Description:
I want to know if any users are using their username as password. So I want to generate password hashes for each username. This works for mysql_old_password and mysql_native_password and won't work for sha256_password as that uses a salt.

This works only if the password validation plugin is not enabled and/or configured to allow short/weak passwords.

How to repeat:
mysql> SELECT user,host,password FROM mysql.user WHERE password=PASSWORD(user) OR password=OLD_PASSWORD(user);
ERROR 1819 (HY000): Your password does not satisfy the current policy requirements

Suggested fix:
Allow per session overrides for the password validation settings if the user has SUPER (or some new SECADMIN priv)

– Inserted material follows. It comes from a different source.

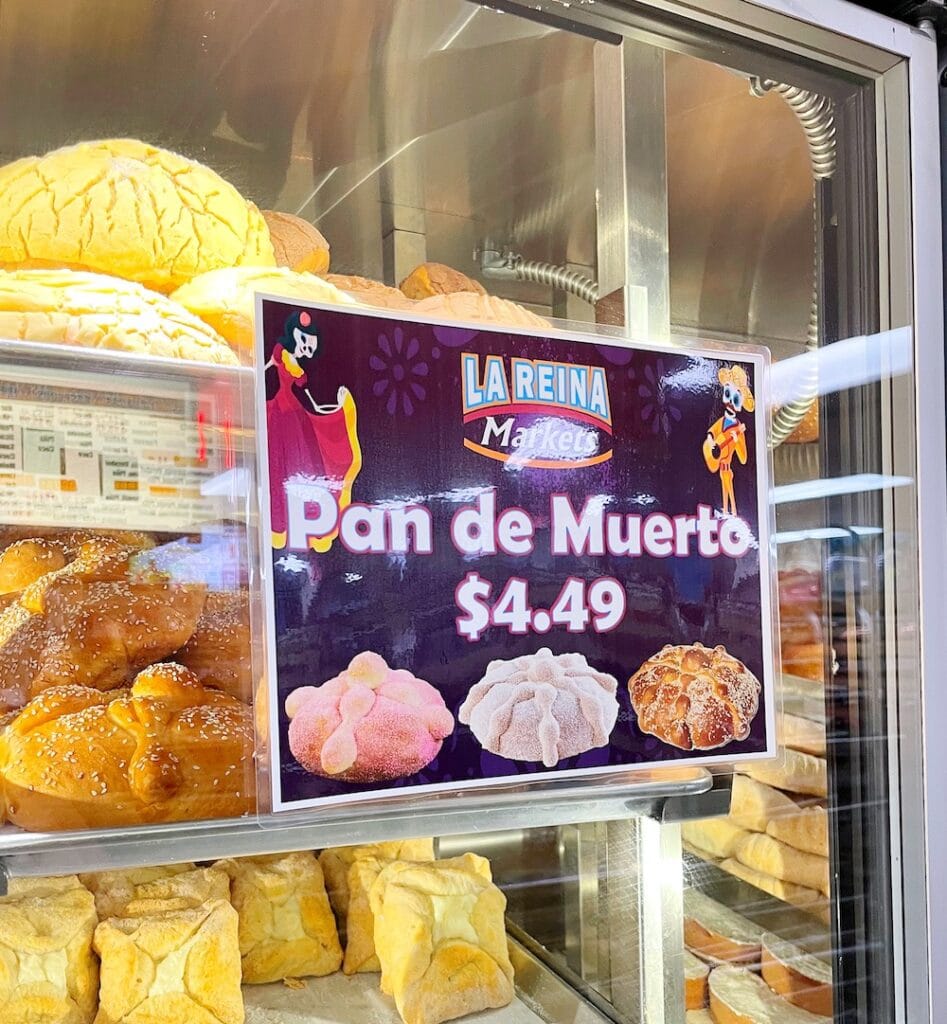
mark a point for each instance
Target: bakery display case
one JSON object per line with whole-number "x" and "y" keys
{"x": 239, "y": 781}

Another possible solution is to return NULL (instead of an error) if the argument for PASSWORD() fails the validation, but that might impact other processes and is not a complete fix.

Hi Daniel,

Thanks for the feature request!  For the use case you described, I'd much rather see people compute the password hash using an alternate method:

mysql> SELECT CONCAT('*', UPPER(SHA1(UNHEX(SHA1('test')))));
+-----------------------------------------------+
| CONCAT('*', UPPER(SHA1(UNHEX(SHA1('test'))))) |
+-----------------------------------------------+
| *94BDCEBE19083CE2A1F959FD02F964C7AF4CFC29     |
+-----------------------------------------------+
1 row in set (0.00 sec)

mysql> select password('test');
+-------------------------------------------+
| password('test')                          |
+-------------------------------------------+
| *94BDCEBE19083CE2A1F959FD02F964C7AF4CFC29 |
+-------------------------------------------+
1 row in set (0.00 sec)

Providing a means for users (even those with the already-overloaded SUPER privilege) to bypass password validation isn't something I'd like to see.  That obviously ignores the fact that SUPER users can do that today, by changing the global variable.  I'd also like to see that locked down.

I didn't bother providing an OLD_PASSWORD() equivalent; if there are MySQL Server 5.6 users who are using pre-4.1 password hashing, I'd suggest that's the most immediate security vulnerability, not just whether they use their user name as their password.  :)

That's a very nice method for mysql_native_password. Maybe it should be added to the documentation (refman/internals) ?

For mysql_old_passwords: That's indeed a security issue. But *many* people who started with a RHEL5 MySQL 5.0.77 config keep using it. I think it's good to have it removed in 5.7.

But pre-4.1 and not the biggest risk. I often encounter situations where a number of accounts (and often also root or super accounts) don't have a password set at all. This is due to the situation where the NO_AUTO_CREATE_USER sqlmode protects against and the fact that not everyone understands the difference between 'root'@'localhost' and 'root'@'::1' and that they might have different passwords. Bug #70744 and Bug #70745 also don't really help here.

A security auditor might first want to know the complete situation and should not change any setting (that should be done by someone with an admin role).

Besides mysql_native_password and mysql_old_password there also is the sha256_password (old_passwords=2). I tried to use a similar method for that but password() doesn't help here as doesn't use the salt stored in authentication_string. I tried to use SHA2(), but when I had a look at my_crypt_genhash from mysys_ssl/crypt_genhash_impl.cc this seemed to complex to do in SQL (an UDF might work, but is not really an option)

The SUPER privilege is indeed already used for too many things... a roles system and more fine grained security would be nice.

Someone with the SUPER privilege might already change the global settings, but that could (in theory) allow someone to set a password in the brief timewindow needed to do this validation. 

I do thing the proposed solution can be used. So overriding the variables is not needed for me anymore.

This requires in depth analysis before being accepted as a feature request.